2. Browser wasm has no net/http server. GOOS=js GOARCH=wasm cannot run an HTTP server (no net.Listen); the client side works via the browser's fetch API but requires the wasm_exec.js glue's XHR shim. Phase 17 fixtures targeting wasm-js exclude httpGet; fetch coverage on browser wasm waits until a MOCHI_FETCH_GLUE shim ships.
3. wasip1 cgo gap. GOOS=wasip1 GOARCH=wasm does not support cgo. FFI fixtures (phase 12) are not exercised under wasip1. Mitigation: the phase-17 wasip1 gate skips any fixture that imports import "C".
4. Cassette drift. LLM cassettes (phase 13) are keyed by SHA-256 of provider:model:prompt; any change to the prompt invalidates the cassette. Mitigation: fixtures pin the exact prompt string and commit the cassette file alongside the .mochi source.
5. Generic closures and the Go 1.18+ generic restriction. Go generics do not currently allow type parameters on methods. mochiruntime.Map[T, U](xs []T, f func(T) U) []U is a free function for this reason, not a method on a generic container. Phase 6 and 7.12 use this pattern.

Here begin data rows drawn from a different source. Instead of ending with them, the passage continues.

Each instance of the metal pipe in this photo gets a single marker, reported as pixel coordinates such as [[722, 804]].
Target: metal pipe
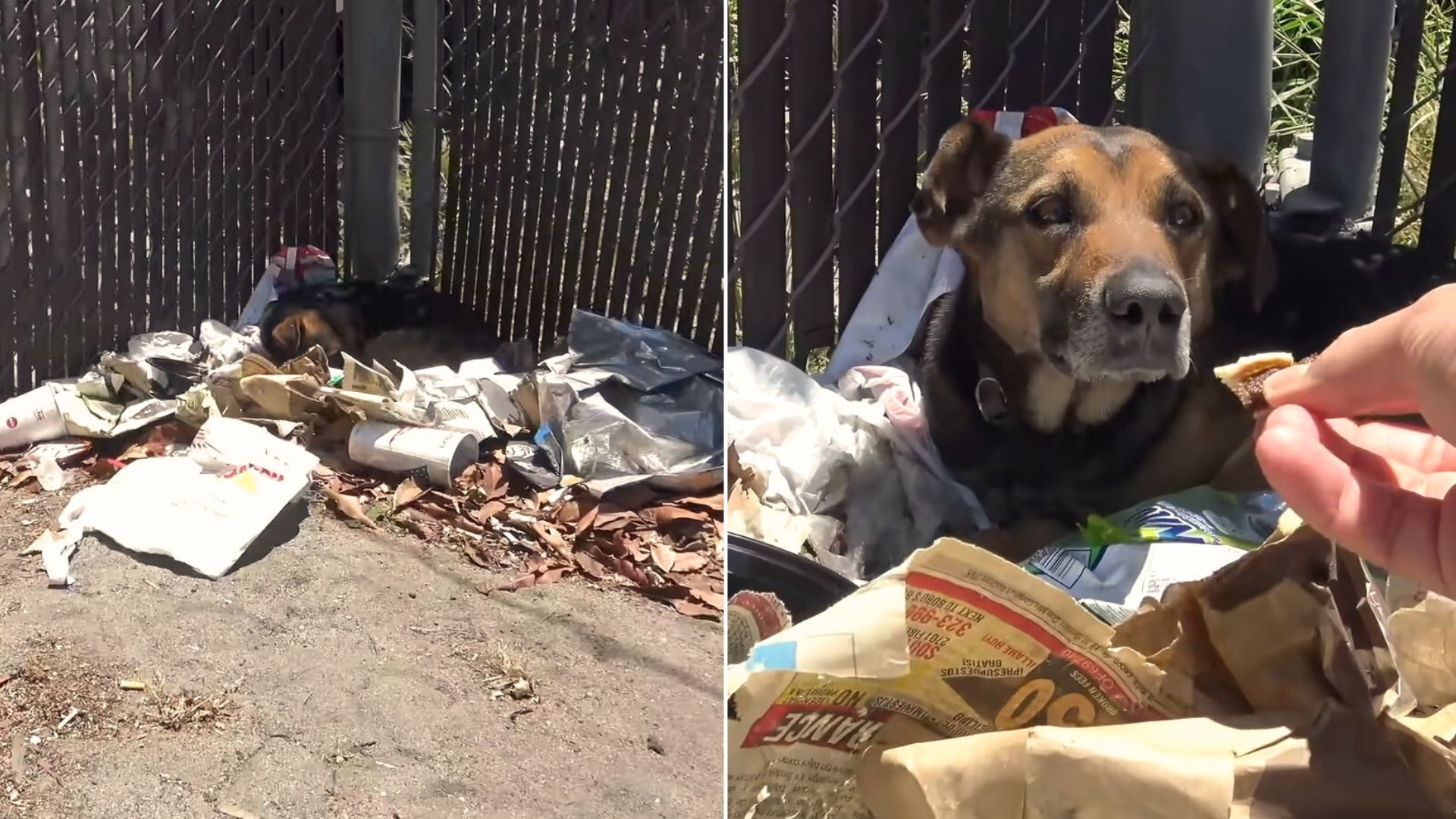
[[1200, 76], [424, 162], [1410, 22], [1354, 57], [372, 52]]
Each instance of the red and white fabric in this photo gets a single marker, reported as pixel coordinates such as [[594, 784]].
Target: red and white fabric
[[1017, 124]]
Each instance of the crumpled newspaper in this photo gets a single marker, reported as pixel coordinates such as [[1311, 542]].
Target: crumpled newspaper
[[1267, 689]]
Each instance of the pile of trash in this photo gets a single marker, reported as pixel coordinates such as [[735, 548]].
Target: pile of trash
[[1294, 681], [1201, 654], [603, 461]]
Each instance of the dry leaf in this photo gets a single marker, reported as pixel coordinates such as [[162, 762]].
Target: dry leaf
[[632, 545], [350, 507], [701, 582], [592, 566], [548, 535], [711, 502], [691, 561], [692, 608], [462, 522], [615, 521], [663, 556], [587, 521], [491, 509], [631, 572], [711, 598], [476, 556], [523, 582], [406, 493], [669, 515]]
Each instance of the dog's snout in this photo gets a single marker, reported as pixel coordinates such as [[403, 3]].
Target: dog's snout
[[1145, 297]]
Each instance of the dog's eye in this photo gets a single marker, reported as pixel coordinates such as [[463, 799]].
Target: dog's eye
[[1183, 216], [1050, 210]]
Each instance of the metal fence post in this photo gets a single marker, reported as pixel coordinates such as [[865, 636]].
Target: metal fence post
[[1200, 76], [1354, 57], [424, 162], [372, 53]]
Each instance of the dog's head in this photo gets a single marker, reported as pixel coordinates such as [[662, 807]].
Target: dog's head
[[1095, 249], [305, 328]]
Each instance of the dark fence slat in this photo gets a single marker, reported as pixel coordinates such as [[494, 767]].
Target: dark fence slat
[[990, 39], [856, 136], [1028, 55], [696, 117], [1059, 80], [811, 194], [506, 89], [545, 155], [1411, 18], [1439, 216], [565, 88], [481, 264], [88, 104], [38, 289], [1095, 79], [762, 259], [900, 142], [946, 71], [514, 297], [15, 365], [161, 287], [644, 172], [478, 153], [628, 36], [592, 133], [457, 66]]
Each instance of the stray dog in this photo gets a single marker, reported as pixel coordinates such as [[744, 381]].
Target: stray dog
[[1071, 373], [400, 318]]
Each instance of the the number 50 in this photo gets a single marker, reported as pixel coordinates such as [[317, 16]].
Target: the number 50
[[1069, 710]]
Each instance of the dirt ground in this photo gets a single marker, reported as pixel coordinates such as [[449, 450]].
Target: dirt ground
[[341, 673]]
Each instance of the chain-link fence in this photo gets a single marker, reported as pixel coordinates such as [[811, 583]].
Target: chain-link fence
[[836, 105], [153, 153], [582, 162]]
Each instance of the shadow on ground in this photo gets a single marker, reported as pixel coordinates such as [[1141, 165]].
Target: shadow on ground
[[363, 670]]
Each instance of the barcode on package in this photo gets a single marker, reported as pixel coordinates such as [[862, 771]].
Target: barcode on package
[[1062, 564]]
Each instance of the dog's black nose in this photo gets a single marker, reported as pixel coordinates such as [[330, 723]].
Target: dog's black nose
[[1145, 297]]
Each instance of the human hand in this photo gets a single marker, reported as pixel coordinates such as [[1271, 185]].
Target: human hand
[[1382, 490]]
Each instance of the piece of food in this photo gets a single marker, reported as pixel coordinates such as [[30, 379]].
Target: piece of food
[[1245, 378]]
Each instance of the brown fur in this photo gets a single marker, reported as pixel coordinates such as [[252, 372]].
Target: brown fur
[[1088, 435], [310, 327]]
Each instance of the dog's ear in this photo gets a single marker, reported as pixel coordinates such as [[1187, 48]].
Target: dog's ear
[[959, 175], [1242, 242], [287, 337]]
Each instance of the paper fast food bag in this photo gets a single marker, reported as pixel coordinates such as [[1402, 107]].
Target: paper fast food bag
[[956, 642]]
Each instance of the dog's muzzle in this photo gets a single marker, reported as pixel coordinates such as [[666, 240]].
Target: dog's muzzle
[[1136, 328]]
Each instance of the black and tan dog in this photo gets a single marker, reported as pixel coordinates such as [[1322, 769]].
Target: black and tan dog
[[1072, 371], [397, 319]]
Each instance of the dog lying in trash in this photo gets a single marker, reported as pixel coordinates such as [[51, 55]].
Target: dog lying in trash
[[398, 319], [1107, 276]]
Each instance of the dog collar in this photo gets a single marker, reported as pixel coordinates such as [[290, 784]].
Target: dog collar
[[990, 398]]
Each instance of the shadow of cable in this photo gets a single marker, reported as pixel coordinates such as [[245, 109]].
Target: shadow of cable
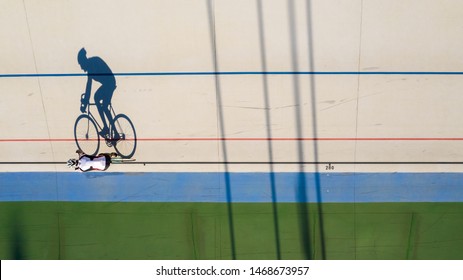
[[302, 199], [17, 251], [301, 192], [268, 125], [211, 19], [321, 228]]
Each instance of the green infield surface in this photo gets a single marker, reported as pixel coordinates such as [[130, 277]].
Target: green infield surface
[[139, 230]]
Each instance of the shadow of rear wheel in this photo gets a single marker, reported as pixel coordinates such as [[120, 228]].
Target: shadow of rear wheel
[[127, 142], [86, 135]]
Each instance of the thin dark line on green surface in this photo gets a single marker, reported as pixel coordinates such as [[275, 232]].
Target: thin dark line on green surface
[[411, 236]]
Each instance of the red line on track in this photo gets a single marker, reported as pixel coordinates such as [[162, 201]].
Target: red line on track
[[250, 139]]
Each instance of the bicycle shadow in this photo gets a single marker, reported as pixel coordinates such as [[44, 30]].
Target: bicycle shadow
[[117, 130]]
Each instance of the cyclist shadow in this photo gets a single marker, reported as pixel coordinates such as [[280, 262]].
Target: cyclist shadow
[[117, 130]]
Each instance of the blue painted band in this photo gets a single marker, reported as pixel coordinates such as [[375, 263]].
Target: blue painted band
[[236, 187], [212, 73]]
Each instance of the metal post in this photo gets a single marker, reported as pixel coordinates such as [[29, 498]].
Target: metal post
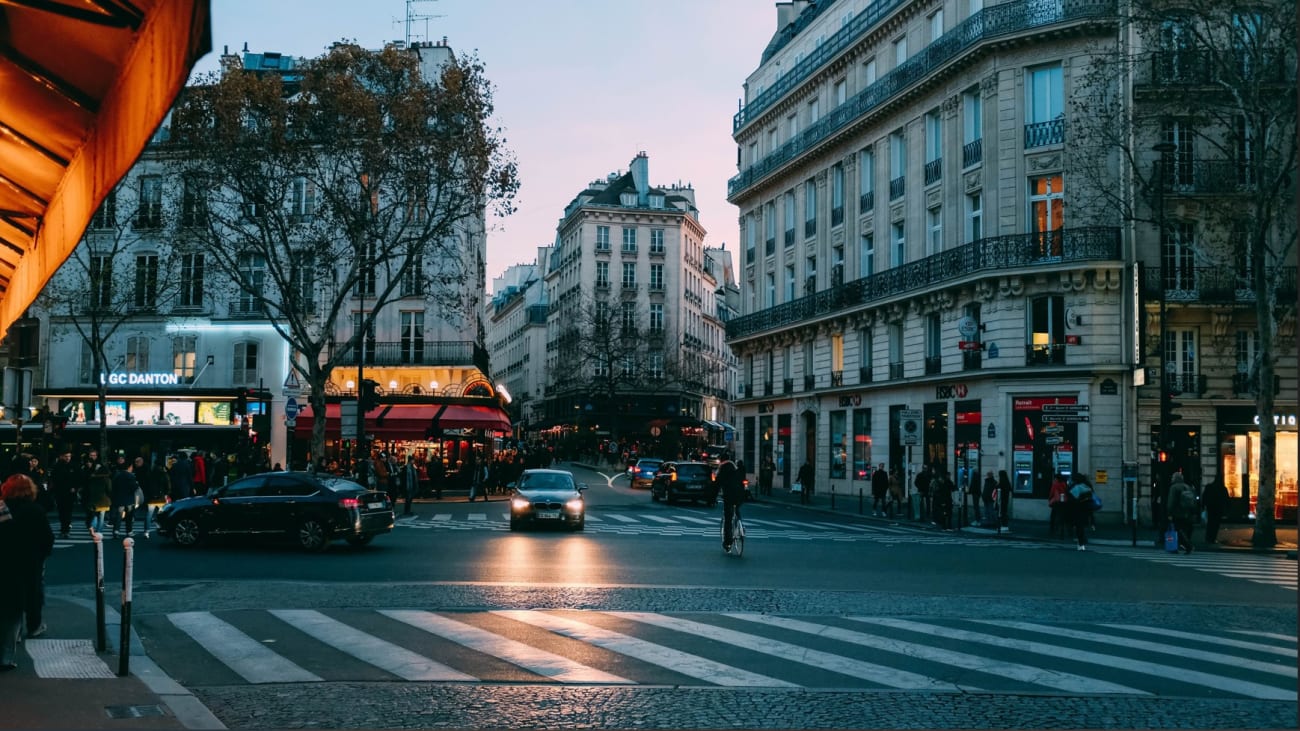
[[100, 622], [124, 653]]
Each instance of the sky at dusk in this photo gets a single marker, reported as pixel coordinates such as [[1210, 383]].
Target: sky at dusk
[[581, 86]]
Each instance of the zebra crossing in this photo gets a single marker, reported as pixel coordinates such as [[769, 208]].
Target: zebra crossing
[[1261, 569], [716, 649]]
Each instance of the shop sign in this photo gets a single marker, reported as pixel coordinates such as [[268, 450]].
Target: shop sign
[[139, 379]]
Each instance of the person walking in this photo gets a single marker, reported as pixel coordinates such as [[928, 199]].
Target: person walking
[[879, 492], [1182, 505], [64, 478], [26, 541], [1214, 502], [806, 479]]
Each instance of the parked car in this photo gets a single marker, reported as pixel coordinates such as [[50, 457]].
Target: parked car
[[644, 472], [684, 480], [312, 510], [547, 497]]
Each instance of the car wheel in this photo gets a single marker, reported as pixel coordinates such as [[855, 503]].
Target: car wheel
[[312, 535], [187, 532]]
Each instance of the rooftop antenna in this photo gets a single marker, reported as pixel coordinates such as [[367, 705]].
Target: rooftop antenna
[[412, 16]]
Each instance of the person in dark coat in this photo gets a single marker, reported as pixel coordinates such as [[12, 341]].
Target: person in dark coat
[[25, 543], [1214, 501]]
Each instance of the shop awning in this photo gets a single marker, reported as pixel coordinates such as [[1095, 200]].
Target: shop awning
[[83, 86]]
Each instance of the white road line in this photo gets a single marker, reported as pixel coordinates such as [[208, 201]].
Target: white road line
[[879, 674], [1209, 639], [237, 651], [1075, 654], [368, 648], [676, 661], [545, 664], [1013, 670], [1165, 648]]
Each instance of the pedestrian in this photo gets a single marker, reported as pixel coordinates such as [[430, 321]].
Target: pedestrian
[[1214, 502], [25, 543], [879, 491], [1182, 506], [64, 478], [1056, 502], [806, 479], [126, 497]]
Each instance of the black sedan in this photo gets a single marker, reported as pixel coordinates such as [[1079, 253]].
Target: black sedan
[[547, 497], [308, 509], [684, 480]]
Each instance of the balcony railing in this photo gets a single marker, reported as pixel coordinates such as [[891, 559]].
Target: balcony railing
[[973, 152], [1212, 285], [1038, 134], [992, 254], [995, 21]]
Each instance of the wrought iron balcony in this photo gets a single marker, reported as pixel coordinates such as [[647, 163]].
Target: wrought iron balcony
[[992, 22], [1038, 134], [991, 254]]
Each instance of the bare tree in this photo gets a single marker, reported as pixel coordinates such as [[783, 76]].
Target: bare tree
[[115, 277], [359, 176], [1216, 85]]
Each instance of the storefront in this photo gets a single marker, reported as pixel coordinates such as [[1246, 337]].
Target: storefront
[[1239, 462]]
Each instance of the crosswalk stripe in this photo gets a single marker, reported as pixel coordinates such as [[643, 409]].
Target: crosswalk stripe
[[1225, 641], [545, 664], [1191, 677], [879, 674], [1013, 670], [676, 661], [368, 648], [241, 653], [1165, 648]]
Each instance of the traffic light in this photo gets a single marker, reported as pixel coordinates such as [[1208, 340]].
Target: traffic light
[[368, 398]]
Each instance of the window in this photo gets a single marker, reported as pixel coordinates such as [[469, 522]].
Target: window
[[1047, 213], [1047, 331], [836, 194], [146, 295], [867, 255], [898, 256], [137, 355], [655, 241], [934, 230], [974, 217]]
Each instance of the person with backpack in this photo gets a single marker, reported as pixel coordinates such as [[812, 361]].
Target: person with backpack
[[1182, 505]]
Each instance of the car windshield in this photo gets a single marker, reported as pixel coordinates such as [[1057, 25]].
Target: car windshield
[[545, 481]]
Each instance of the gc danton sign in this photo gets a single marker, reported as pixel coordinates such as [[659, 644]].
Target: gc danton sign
[[139, 379]]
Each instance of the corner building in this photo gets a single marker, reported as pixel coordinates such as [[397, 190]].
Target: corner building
[[914, 245]]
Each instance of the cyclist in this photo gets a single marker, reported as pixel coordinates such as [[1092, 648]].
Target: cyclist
[[731, 485]]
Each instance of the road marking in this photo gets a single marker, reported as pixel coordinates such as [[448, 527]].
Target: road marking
[[1013, 670], [879, 674], [368, 648], [676, 661], [237, 651], [1075, 654], [545, 664]]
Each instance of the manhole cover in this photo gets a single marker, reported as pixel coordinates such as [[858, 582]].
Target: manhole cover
[[133, 710]]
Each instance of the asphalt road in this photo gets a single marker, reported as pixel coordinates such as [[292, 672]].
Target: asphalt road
[[455, 621]]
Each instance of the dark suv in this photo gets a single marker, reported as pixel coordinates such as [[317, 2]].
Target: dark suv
[[684, 480], [312, 510]]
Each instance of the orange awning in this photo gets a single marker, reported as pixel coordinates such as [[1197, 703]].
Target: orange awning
[[82, 89]]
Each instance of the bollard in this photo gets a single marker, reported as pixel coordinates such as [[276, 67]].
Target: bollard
[[124, 654]]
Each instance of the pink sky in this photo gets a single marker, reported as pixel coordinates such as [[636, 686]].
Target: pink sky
[[580, 86]]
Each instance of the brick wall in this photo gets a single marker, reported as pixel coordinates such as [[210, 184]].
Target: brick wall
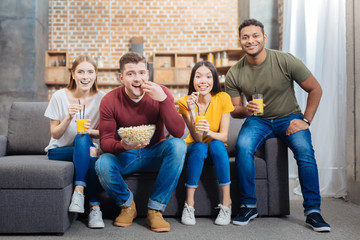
[[105, 27]]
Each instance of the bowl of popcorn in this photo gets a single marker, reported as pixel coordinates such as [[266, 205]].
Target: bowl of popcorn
[[138, 134]]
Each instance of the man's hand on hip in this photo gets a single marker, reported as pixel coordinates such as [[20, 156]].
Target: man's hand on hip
[[296, 125]]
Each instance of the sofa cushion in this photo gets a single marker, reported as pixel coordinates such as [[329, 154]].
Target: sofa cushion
[[29, 130], [34, 171]]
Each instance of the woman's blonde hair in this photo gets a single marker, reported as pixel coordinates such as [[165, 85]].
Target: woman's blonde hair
[[77, 61]]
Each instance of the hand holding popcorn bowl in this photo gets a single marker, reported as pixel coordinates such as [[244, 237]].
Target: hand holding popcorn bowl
[[137, 135]]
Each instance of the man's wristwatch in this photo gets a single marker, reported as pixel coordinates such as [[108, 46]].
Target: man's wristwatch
[[307, 121]]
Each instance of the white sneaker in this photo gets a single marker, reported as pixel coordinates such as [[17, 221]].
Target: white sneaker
[[95, 218], [224, 216], [77, 202], [188, 216]]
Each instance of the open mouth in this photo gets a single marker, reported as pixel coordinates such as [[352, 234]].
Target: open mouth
[[85, 82], [136, 85], [203, 88]]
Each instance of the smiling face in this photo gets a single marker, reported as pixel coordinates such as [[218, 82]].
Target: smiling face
[[84, 76], [133, 76], [203, 80], [252, 40]]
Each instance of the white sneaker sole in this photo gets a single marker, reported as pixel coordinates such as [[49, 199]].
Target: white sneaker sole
[[99, 225], [188, 224], [76, 210], [245, 223], [319, 229]]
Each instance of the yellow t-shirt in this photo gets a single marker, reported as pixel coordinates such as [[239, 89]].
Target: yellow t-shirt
[[220, 104]]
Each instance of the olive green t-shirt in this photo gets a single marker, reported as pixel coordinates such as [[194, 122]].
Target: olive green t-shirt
[[274, 78]]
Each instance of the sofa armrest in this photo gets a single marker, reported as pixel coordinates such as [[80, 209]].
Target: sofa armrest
[[276, 157], [3, 145]]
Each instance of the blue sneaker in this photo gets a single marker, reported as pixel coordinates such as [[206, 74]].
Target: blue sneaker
[[245, 215], [317, 223]]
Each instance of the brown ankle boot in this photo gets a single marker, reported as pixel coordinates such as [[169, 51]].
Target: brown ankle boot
[[156, 221], [126, 216]]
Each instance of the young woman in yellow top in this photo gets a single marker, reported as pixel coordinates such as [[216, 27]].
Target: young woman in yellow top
[[207, 137]]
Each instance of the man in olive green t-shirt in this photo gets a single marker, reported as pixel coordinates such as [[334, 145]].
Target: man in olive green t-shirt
[[273, 74]]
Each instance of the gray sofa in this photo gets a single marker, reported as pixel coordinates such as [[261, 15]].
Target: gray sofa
[[35, 192]]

6. go build is not hermetic by default. A go build invocation reads $GOPATH, $GOCACHE, and the user's ~/.netrc. Driver.Build clears these via env := append(os.Environ(), "GOPATH=...", "GOCACHE=...") to a per-build cache so a hostile .netrc does not poison the build. The -trimpath flag handles the rest.
7. go vet is best-effort. go vet can produce false positives on lowered code (e.g., when the lowerer synthesises a for _ = range x loop the vet "for x = range x" warning fires). Phase 0 ships a vet allowlist (MOCHI_GO_VET_ALLOW=...) so the gate can stay green while real bugs are still caught.

Acknowledgements

This MEP builds on MEP-45 (C transpiler) for the aotir IR and clower pipeline, on MEP-46 / MEP-47 / MEP-48 / MEP-49 / MEP-50 / MEP-51 / MEP-52 / MEP-53 / MEP-55 / MEP-56 for the multi-backend lowering pattern, on Go's stable GOOS=wasip1 target shipped in Go 1.21 (Aug 2023), on Go 1.22's reproducible-build defaults, on the Go module proxy and pkg.go.dev for the zero-friction publish story, on go/format for canonical formatting, on Go's M:N goroutine scheduler for native concurrency, and on the cgo machinery for first-class FFI without a glue language.